No Data Scientists Required: Big Data is All About Business Users - GoodData

No Data Scientists Required: Big Data is All About Business Users

Big data doesn’t sound like a provocative field. In a recent panel at the Global Big Data Conference, however, I said that the hype that has been building around the data scientist is over. Judging by the reaction, you’d think I’d have said that Abraham Lincoln is alive and living in Ohio.

The issue was that I was talking about the new school of big data, the one in which businesses use intuitive, interactive UIs to derive value from big data and avoid the dependency on data scientists. The people taking issue with this didn’t see beyond big data infrastructure — and the data scientists who interpret what comes out of those systems.

The  panel I attended was called “Big Data Analytics: What’s the Next Big Thing for Data, Both Big and Small?” It featured one data scientist, three database infrastructure experts, a senior infrastructure architect and myself.

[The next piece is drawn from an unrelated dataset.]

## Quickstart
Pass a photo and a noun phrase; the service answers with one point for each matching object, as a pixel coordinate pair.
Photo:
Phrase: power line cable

I stuck out like a sore thumb. As the Senior VP of Customer Success for GoodData, I was the only panelist focused on customer-facing activities. The tech guys were mainly focused on infrastructure issues, like speed, scalability and latency. I’m close to customers who are actually using the technology. It’s my job to be aware of how customers use big data to gain business value. So I see the world of big data in a different way.

I made three points that were seen as particularly controversial:

1. Companies need to provide solutions that a business user can understand.

Business users are hungry for expertise on how to use the massive amounts of data at their disposal. They often don’t know where to start, however, or who to turn to. Big Data providers need to educate business by providing best practices on how to derive value from their data. That involves metrics and visualizations that measure success, layered over the high-performing back-end solutions that everyone’s still talking about today. In other words, you need to know how to measure your marketing funnel, track customer engagement, benchmark yourself against the competition and maintain the health of your user base, among other functions. These are all business functions, and they must be presented in a way that anyone can understand.

2. Data in spreadsheets isn’t as powerful as a graph or a chart.

Spreadsheets are functional, but they don’t encourage deep interaction. To derive the greatest value from big data, users need to view and engage with their data on an ongoing basis. A spreadsheet doesn’t offer any motivation to do that. An intuitive UI, on the other hand, promotes regular useage, enabling companies to befriend their big data. Those visuals, in turn, encourage companies to make smarter, data-driven decisions. You just don’t get as much out of a quarterly report as you do from daily engagement.

3. The data scientist concept will die.

This is the one that really got people. Companies need solutions that enable them to use and customize their data easily, because it is the whole team, not just the individual analyst, that knows the business best. By offering business users intuitive data solutions, we bypass the need for the data scientist, who works in isolation. In fact, most data scientists are associated with the old school of business intelligence, where systems were so complicated that they needed someone with a data science background to run and get value from them. The new generation of solutions, on the other hand, is making it easy for business users to engage big data. An interdisciplinary team will see and use the visuals provided, and collaborate on the best decisions on a regular basis.

For me, speaking on the panel triggered a larger perspective of the market for big data. A new generation of data solutions is emerging. They are making big data accessible to the masses. That’s a hard fact for the old school to accept.

It’s time to move beyond infrastructure. We need to deliver applications that everyone can use, and turn big data into a democracy.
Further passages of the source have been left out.